Hace años escribí el siguiente poema: “Las madres tienen ojos en la espalda,/ visión nocturna, rayos x,/ un ignoto y ancestral sistema/ de comunicaciones sin cable/ y clarividencia lejana./ Se la ganaron, en una partida de amor,/ al ángel de los niños./ Y hacen pactos con él,/ relevos, cambios de guardia,/ a veces, guardia doble,/ según ven el peligro. Cuando lo hice, estaba convencida de mis palabras. Mis hijos eran pequeños y yo pensaba que mi amor por ellos era lo suficientemente poderoso como para protegerlos de todos los peligros. Ellos alucinaban con que yo fuese capaz de predecir caídas o incidentes. Y les fastidiaba enormemente (¡A quién no!) que, a toro pasado, les apostillara que ya les había avisado antes de que ocurriese. Pero, claro, mi radio de acción se circunscribía a un pequeño coto cuya vigilancia ejercía personalmente con denuedo.
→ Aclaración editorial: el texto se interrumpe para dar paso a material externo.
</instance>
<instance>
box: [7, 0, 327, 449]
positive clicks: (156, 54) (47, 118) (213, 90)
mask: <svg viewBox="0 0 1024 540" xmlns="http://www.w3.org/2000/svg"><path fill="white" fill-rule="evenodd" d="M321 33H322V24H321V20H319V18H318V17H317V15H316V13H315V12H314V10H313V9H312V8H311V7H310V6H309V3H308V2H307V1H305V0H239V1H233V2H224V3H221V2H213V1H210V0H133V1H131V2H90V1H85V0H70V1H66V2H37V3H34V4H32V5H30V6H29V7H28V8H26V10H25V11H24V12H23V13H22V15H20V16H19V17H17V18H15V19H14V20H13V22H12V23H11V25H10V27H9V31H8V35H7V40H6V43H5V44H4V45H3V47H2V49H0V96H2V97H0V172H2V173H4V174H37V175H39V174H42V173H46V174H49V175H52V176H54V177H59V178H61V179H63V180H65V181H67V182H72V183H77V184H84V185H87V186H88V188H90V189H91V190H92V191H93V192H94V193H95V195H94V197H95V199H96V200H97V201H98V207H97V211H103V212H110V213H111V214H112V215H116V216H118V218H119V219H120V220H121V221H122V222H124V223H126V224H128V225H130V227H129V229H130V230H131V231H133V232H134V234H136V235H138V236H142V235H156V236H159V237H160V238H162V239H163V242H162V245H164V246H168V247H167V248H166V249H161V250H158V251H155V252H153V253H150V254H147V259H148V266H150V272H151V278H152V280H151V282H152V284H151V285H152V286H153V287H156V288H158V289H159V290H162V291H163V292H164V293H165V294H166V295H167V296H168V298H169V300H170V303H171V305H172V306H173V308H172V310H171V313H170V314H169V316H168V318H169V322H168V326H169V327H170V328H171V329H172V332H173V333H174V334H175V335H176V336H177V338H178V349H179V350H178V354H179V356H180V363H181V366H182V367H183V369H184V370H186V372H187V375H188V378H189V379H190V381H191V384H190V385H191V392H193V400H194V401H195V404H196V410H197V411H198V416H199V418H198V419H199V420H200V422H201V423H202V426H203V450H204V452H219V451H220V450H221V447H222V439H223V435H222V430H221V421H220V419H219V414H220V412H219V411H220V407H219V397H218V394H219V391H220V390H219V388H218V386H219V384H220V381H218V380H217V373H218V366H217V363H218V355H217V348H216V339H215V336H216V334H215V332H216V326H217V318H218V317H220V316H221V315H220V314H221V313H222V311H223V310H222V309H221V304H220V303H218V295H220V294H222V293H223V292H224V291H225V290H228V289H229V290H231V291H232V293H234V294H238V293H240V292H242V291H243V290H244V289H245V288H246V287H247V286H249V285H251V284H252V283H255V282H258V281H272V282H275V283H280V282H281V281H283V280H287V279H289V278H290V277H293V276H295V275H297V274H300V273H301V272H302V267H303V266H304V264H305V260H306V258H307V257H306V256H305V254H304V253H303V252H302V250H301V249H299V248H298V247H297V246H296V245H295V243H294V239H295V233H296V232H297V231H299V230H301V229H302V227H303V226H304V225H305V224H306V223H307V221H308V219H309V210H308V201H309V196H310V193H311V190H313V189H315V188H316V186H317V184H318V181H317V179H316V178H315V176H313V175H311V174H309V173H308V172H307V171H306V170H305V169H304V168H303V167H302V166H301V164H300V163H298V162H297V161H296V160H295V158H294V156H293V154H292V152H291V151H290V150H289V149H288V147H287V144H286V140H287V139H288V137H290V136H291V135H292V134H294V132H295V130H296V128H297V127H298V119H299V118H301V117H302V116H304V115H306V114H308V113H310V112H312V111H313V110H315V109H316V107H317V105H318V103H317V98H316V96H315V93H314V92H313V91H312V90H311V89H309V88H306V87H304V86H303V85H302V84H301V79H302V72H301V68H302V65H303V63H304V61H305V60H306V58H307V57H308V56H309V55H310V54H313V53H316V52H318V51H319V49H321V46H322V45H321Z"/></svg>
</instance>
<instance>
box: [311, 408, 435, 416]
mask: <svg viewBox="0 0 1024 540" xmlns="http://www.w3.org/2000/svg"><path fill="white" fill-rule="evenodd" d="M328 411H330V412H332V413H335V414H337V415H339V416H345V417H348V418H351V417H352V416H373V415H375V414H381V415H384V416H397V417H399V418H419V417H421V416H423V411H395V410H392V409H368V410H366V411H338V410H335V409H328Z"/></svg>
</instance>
Ocurre que los años de los hijos van ampliando ese espacio hasta que el horizonte queda lejanísimo para el amor de una madre, por inmenso que éste sea. Ocurre, también, que, a veces, ese ángel guardián al que tantos niños se encomiendan le pilla en un fuera de juego, y los niños quedan al pairo de peligros inimaginables. No es necesario que se expongan a la soledad de una peligrosa calle en mitad de una noche, es suficiente con tener una compañera de colegio que les tenga envidia o experimente hacia ellos una rabia contenida vaya usted a saber por qué.
Y así, una niña en Seseña o en cualquier punto del mundo puede ser asesinada sin que ninguno de sus “ángeles” pueda hacer algo por ella.
Cosa distinta es cuando son los “ángeles”, en especial el materno, quienes desertan de su cuidado. Como he dejado claro, soy consciente de que no siempre podemos proteger a los hijos, pero una cosa es no poder y otra desertar de esa función. O ¿acaso no es deserción que unos padres, en este caso muchos, dejen que sus niñas con trece, catorce o quince años se vayan solas, desde distintos puntos de la geografía española, hasta Madrid o Barcelona a dormir durante más de una semana en la calle para asegurarse que serán las primeras en entrar a un concierto, en este caso del grupo alemán Tokio Hotel?
Cuando vi las imágenes en televisión de unas niñas que confesaban abiertamente que pasaban un “miedo espantoso” al verse solas durante la noche a las puertas del solitario y apartado lugar donde se realizará el concierto, además de preguntarme si serían conscientes del peligro que corrían y, por supuesto, de pensar que esas imágenes no contribuían en nada a su seguridad, sino todo lo contrario, me surgió la duda de si sus padres estarían viéndolas en televisión en esos momentos y si podrían dormir o saldrían a toda leche a brindarles su protección o a llevárselas a hostias hasta casa.
Estamos tan equivocados pensando que querer a los hijos es darles cuanto quieran que no nos damos cuenta de que abdicar de nuestra protección no sólo es un acto de desamor, sino la mayor muestra de irresponsabilidad que unos padres puedan hacer.
Las guardias dobles de los ángeles protectores no sirven de nada sin los límites bienhechores. Habrá niñas expuestas a acuciantes peligros que jamás les sucederán, otras, como la de Seseña, encontrarán el peligro y hasta la muerte donde jamás se podría imaginar que se escondiera. Por el contrario, otras niñas, quién sabe si educadas en la violencia o la venganza, y, desde luego, libres de límites, ejecutarán con mano fría y corazón de hielo a quienes crean que pueden venir a ponérselos.
Y, probablemente, todos los padres de esas niñas se pregunten qué fue lo que no hicieron y que podría haber cambiado los destinos de sus hijos. Y de ellos.